Cette unité bizarre a été appliquée à l’odieux maquignonnage des humains. On solde l’achat d’un noir avec le prix d’un ou de plusieurs paquets d’ivoire.

Il se compose d’abord du fusil, qui forme la pièce de résistance du paquet. Ces outils fort primitifs, sont fabriqués à Birmingham, ainsi qu’à Paris. Ils coûtent de sept à neuf francs. Ils sont à pierre, et montés à la diable sur des fûts en bois blanc, peints en rouge vif. Nous avons manié quelques-unes de ces armes extravagantes, et nous avons été stupéfaits, nonobstant leur imperfection, des résultats qu’en obtiennent les noirs.

On donne en même temps que le fusil, deux boîtes de poudre. Cette poudre, qui, en dépit de la grosseur du grain et de l’infériorité des procédés employés à sa fabrication, est moins mauvaise qu’on pourrait le croire, est cédée aux noirs au prix de trois francs.

Le paquet comprend aussi deux Neptunes, grands bassins de cuivre, dont les indigènes sont grands amateurs, et qui constituent le bijou essentiel de la corbeille d’une mariée sous l’équateur.

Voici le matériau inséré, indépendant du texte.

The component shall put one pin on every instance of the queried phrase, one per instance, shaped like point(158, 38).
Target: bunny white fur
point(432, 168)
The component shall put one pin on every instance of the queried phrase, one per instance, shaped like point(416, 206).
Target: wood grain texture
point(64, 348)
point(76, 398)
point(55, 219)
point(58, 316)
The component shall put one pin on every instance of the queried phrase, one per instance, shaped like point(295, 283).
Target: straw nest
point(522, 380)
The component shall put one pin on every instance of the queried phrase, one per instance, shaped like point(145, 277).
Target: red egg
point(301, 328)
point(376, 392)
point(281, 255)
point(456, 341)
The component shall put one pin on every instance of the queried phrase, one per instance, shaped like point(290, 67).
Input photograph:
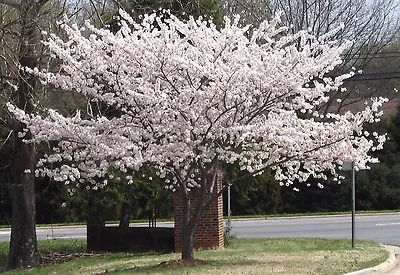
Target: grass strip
point(243, 256)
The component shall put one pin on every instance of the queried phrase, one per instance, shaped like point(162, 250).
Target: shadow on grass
point(170, 267)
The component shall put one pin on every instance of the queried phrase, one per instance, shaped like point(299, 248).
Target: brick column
point(209, 231)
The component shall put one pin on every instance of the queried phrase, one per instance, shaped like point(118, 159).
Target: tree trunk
point(188, 229)
point(23, 245)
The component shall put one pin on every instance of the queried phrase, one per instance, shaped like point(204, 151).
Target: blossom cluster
point(191, 96)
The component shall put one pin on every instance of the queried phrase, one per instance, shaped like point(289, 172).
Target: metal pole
point(229, 206)
point(353, 209)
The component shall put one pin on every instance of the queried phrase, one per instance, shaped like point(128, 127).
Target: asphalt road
point(382, 228)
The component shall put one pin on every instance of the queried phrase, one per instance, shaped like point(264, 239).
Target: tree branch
point(12, 3)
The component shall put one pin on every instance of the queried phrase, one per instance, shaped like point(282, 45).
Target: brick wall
point(209, 232)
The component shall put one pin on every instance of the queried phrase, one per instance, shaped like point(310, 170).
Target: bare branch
point(12, 3)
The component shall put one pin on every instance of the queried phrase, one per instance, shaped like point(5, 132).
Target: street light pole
point(349, 166)
point(353, 206)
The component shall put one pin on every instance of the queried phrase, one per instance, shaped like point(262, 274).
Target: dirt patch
point(58, 258)
point(181, 263)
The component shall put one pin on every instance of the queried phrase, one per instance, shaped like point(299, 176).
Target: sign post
point(349, 166)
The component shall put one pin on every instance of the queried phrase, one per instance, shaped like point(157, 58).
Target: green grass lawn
point(243, 256)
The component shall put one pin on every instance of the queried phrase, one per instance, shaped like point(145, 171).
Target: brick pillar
point(209, 231)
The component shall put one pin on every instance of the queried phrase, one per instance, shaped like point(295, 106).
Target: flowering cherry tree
point(190, 97)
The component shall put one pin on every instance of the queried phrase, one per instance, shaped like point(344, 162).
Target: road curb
point(384, 267)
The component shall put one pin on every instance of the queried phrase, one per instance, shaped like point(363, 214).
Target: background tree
point(23, 244)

On ajoute à chaque fusil huit brasses d’étoffes de Manchester, un paquet de tabac d’Amérique, une demi-livre de perles, deux couteaux, six barrettes de cuivre ou d’airain, servant aux indigènes à faire des bracelets pour les bras et les jambes, une marmite, un chaudron en cuivre, un chapeau à haute forme, exclusivement réservé au roi ! un bonnet de laine rouge, pour un grand dignitaire, une livre de sel, vingt pierres à fusil, et enfin les deux denrées essentielles, qui sont : l’alougou, eau-de-vie de traite, et la parfumerie.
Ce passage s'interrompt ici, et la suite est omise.